Overall, the impact of distance on the destination image has long been a concern, but there is still a lack of empirical studies in this field, and previous studies produced conflicting conclusions. Besides, most city-scale studies chose several cities of origin as the research area. The emerging of big data makes it easier to study a continuous area covering the whole geographical region, such as a country.

2.2 Impact of culture on the destination image

People’s perceptions of the destination image are subjective and are related to their cultural background, which can affect their attitude and behavior (Hofstede, 2001; Kaplanidou, 2009). For a certain destination, various images can be observed among tourists with different cultural backgrounds.

In studies of comparing destination images among different cultural groups, cross-cultural research occupies a great proportion. Cross-cultural studies are mainly based on Hofstede’s national cultural model (Hofstede & Hofstede, 1984), using countries of origin as cultural indicators.

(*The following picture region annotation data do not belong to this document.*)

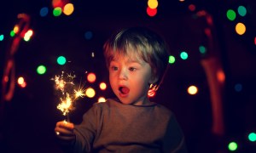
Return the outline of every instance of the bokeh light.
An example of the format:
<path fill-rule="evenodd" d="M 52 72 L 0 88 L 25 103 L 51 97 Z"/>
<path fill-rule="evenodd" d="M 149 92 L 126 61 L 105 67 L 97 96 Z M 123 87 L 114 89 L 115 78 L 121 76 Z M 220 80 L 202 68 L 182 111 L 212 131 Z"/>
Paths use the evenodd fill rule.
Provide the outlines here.
<path fill-rule="evenodd" d="M 84 33 L 84 37 L 86 40 L 90 40 L 92 38 L 92 32 L 88 31 Z"/>
<path fill-rule="evenodd" d="M 195 5 L 194 5 L 194 4 L 190 4 L 190 5 L 189 5 L 189 9 L 190 10 L 190 11 L 195 11 Z"/>
<path fill-rule="evenodd" d="M 46 72 L 46 67 L 43 65 L 38 66 L 37 72 L 39 75 L 44 75 Z"/>
<path fill-rule="evenodd" d="M 174 56 L 172 56 L 172 55 L 169 56 L 169 63 L 170 64 L 175 63 L 175 57 Z"/>
<path fill-rule="evenodd" d="M 54 16 L 60 16 L 62 14 L 62 9 L 60 7 L 55 8 L 53 10 Z"/>
<path fill-rule="evenodd" d="M 96 82 L 96 76 L 95 73 L 90 72 L 87 75 L 87 81 L 89 82 L 92 83 L 92 82 Z"/>
<path fill-rule="evenodd" d="M 236 142 L 230 142 L 229 144 L 228 144 L 228 149 L 231 151 L 235 151 L 236 150 L 237 150 L 237 144 Z"/>
<path fill-rule="evenodd" d="M 31 37 L 32 36 L 32 34 L 33 34 L 33 31 L 32 29 L 28 30 L 24 35 L 24 40 L 26 42 L 28 42 Z"/>
<path fill-rule="evenodd" d="M 157 0 L 148 0 L 148 6 L 152 9 L 156 8 L 158 7 L 158 1 Z"/>
<path fill-rule="evenodd" d="M 180 58 L 182 60 L 187 60 L 189 58 L 189 54 L 187 54 L 187 52 L 183 51 L 180 54 Z"/>
<path fill-rule="evenodd" d="M 238 12 L 238 14 L 240 14 L 241 16 L 245 16 L 247 14 L 247 8 L 242 6 L 242 5 L 240 5 L 237 8 L 237 12 Z"/>
<path fill-rule="evenodd" d="M 241 83 L 236 83 L 235 85 L 235 91 L 241 92 L 242 89 L 242 85 Z"/>
<path fill-rule="evenodd" d="M 20 85 L 21 88 L 26 88 L 26 82 L 25 82 L 24 77 L 20 76 L 17 79 L 17 83 Z"/>
<path fill-rule="evenodd" d="M 236 14 L 233 9 L 229 9 L 227 11 L 226 15 L 227 15 L 228 20 L 235 20 L 236 18 Z"/>
<path fill-rule="evenodd" d="M 106 102 L 106 99 L 104 97 L 99 97 L 98 103 L 104 103 Z"/>
<path fill-rule="evenodd" d="M 47 7 L 44 7 L 40 9 L 40 16 L 45 17 L 49 13 L 49 8 Z"/>
<path fill-rule="evenodd" d="M 189 94 L 194 95 L 194 94 L 197 94 L 198 88 L 197 88 L 197 87 L 192 85 L 188 88 L 187 91 L 188 91 Z"/>
<path fill-rule="evenodd" d="M 0 41 L 3 41 L 3 38 L 4 38 L 4 36 L 2 34 L 2 35 L 0 35 Z"/>
<path fill-rule="evenodd" d="M 15 37 L 15 31 L 11 31 L 10 32 L 9 32 L 9 36 L 10 37 Z"/>
<path fill-rule="evenodd" d="M 154 17 L 157 14 L 157 8 L 150 8 L 149 7 L 147 8 L 147 14 L 150 17 Z"/>
<path fill-rule="evenodd" d="M 73 3 L 67 3 L 63 8 L 63 14 L 66 15 L 71 15 L 74 10 Z"/>
<path fill-rule="evenodd" d="M 22 76 L 18 77 L 17 82 L 18 82 L 18 84 L 24 83 L 24 77 L 22 77 Z"/>
<path fill-rule="evenodd" d="M 246 26 L 243 23 L 237 23 L 236 26 L 236 31 L 238 35 L 243 35 L 247 31 Z"/>
<path fill-rule="evenodd" d="M 217 79 L 219 82 L 224 82 L 225 81 L 225 74 L 222 70 L 217 71 Z"/>
<path fill-rule="evenodd" d="M 58 58 L 57 58 L 57 63 L 59 64 L 59 65 L 65 65 L 66 64 L 66 58 L 64 57 L 64 56 L 59 56 Z"/>
<path fill-rule="evenodd" d="M 256 133 L 249 133 L 248 139 L 252 142 L 255 142 L 256 141 Z"/>
<path fill-rule="evenodd" d="M 205 54 L 207 53 L 207 48 L 204 47 L 203 45 L 201 45 L 199 47 L 199 52 L 202 54 Z"/>
<path fill-rule="evenodd" d="M 95 89 L 92 88 L 88 88 L 85 90 L 85 95 L 89 98 L 93 98 L 96 94 Z"/>
<path fill-rule="evenodd" d="M 106 90 L 106 88 L 107 88 L 107 84 L 106 84 L 105 82 L 101 82 L 101 83 L 100 83 L 100 88 L 101 88 L 102 90 Z"/>

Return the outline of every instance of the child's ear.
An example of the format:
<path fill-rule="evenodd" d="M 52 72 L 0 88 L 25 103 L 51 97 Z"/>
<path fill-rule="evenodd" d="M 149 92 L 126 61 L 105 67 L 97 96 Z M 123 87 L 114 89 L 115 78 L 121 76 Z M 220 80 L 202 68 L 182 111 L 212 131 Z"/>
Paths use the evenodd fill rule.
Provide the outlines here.
<path fill-rule="evenodd" d="M 158 81 L 158 76 L 155 76 L 154 75 L 151 75 L 149 83 L 150 84 L 154 84 L 157 81 Z"/>

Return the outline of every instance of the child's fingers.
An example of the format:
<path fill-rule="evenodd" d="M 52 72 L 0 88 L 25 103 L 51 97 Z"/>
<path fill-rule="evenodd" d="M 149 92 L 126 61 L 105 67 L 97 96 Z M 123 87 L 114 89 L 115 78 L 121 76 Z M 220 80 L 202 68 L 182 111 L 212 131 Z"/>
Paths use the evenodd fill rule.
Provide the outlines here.
<path fill-rule="evenodd" d="M 56 127 L 73 130 L 74 128 L 74 125 L 72 122 L 67 122 L 66 121 L 63 121 L 63 122 L 58 122 L 56 123 Z"/>

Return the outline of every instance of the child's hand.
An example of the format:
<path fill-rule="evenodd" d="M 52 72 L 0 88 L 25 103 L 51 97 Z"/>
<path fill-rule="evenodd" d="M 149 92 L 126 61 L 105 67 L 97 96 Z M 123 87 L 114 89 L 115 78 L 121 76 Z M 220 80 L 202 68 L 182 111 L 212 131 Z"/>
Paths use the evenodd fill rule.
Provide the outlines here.
<path fill-rule="evenodd" d="M 55 131 L 59 139 L 72 141 L 75 139 L 73 128 L 73 123 L 62 121 L 56 123 Z"/>

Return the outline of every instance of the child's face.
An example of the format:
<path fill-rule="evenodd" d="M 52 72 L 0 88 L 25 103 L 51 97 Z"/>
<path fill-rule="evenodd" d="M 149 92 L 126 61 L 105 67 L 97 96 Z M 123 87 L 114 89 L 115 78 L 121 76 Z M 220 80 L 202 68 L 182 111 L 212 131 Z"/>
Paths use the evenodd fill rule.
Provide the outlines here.
<path fill-rule="evenodd" d="M 148 63 L 136 57 L 115 56 L 109 65 L 111 88 L 123 104 L 148 105 L 152 79 Z"/>

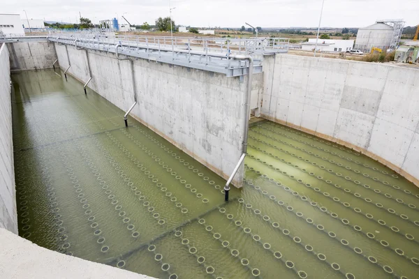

Many researchers have examined cross-cultural image differences using countries of origin as cultural indicators. Chen and Kerstetter (1999) examined the image differences among international students for rural travel in Pennsylvania and concluded that the destination image differs for tourists from different countries of origin, and the differences lie in their evaluation in different dimensions. Frías, Rodríguez, Castañeda, Sabiote, and Buhalis (2012) examined the perceptions toward Spain among tourists from several European countries and found that cultural background matters in producing different image perceptions. Ahmed (1991) and Beerli and Martin (2004) found effective relationships between perceived images and visitors’ country of origin. Previous research also found that people from different cultural backgrounds focus on different themes. In a case study in Asia, Henkel, Henkel, Agrusa, Agrusa, and Tanner (2006) compared image perceptions of domestic and foreign tourists and found significant differences in the elements of Thailand’s destination image, with foreign tourists paying more attention to Thailand’s nightlife and recreational activities. Deng, Liu, Dai, and Li (2019) retrieved and compared the destination images of Shanghai for both the Eastern and Western inbound tourists based on a set of photo metadata from Flickr.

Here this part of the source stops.